Filtering Through The Noise

TM Arun Kumar
New Update
arun x

While the world at large is being bombarded with cliches like more data will be produced in the next two years than in the last century or more data will be produced in the next decade than in the history of mankind, what one doesn't often hear is that much of the data that is being generated and stored is, to put it crudely, junk. They consist of data that is not actionable.


However, thanks to ever growing digital technology that invades almost every facet of our daily lives, the data will be produced and stored, whether you like it or not. Most experts on big data or people looking at implementing or those that have already implemented big data solutions would concede that the data that is being generated is very noisy.
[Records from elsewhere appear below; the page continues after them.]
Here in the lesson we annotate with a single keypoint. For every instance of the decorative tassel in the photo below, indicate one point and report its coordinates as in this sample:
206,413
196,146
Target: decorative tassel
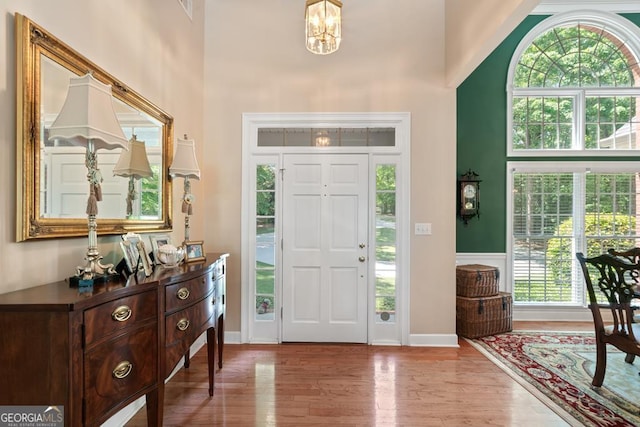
92,203
98,192
129,205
It is their way of describing that much of the data being produced is just simply junk.

With so much amount of useless data or junk being produced, stored, and passed off for analysis, it raises a few important questions. Will the real actionable and important bits of data get drowned in this sea of junk? And secondly, how does one effectively sift through these vast troves of data to find the actionable bits? Finally, and most importantly and worryingly, can this garguantuan amount of data, which will have some actionable bits buried in it, lead people analysing them to wrong conclusions?
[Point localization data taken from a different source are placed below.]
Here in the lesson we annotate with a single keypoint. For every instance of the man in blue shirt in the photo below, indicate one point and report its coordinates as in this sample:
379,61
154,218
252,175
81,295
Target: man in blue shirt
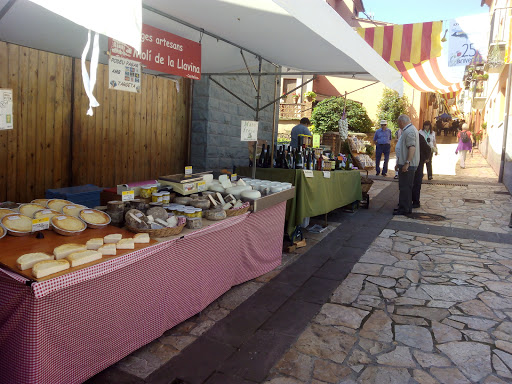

The first two questions are related and fairly simple and straightforward to answer. Yes, lots of important bits of data will seem to get lost in the crowd of junk, but effective use of technology can help people sift through this mountain of data to find out the relevant and important bits. So far so good. But, how about the third question?

This is an interesting problem and truly represents one of the biggest challenges of Big Data. For instance ice cream sales increase during summer and so do forest fires. But, does it mean that one causes the other? Of course not since co-relation doesnt mean causation. While the ice cream – forest fire example may be simple, there may be many similar positive co-relations that may not be so simple for analysts to solve. This is the reason why you see many unrelated “targeted ads” popping up while surfing – the data might have suggested a positive co-relation.

The answer to this lies in the skills of the people doing the analysis – if the analysts, or “Big Data scientists” as the industry likes to call them, are not any good, the resulting analysis will be poor. The resutlts will be only as good as the person analysing it. Garbage in Garbage Out.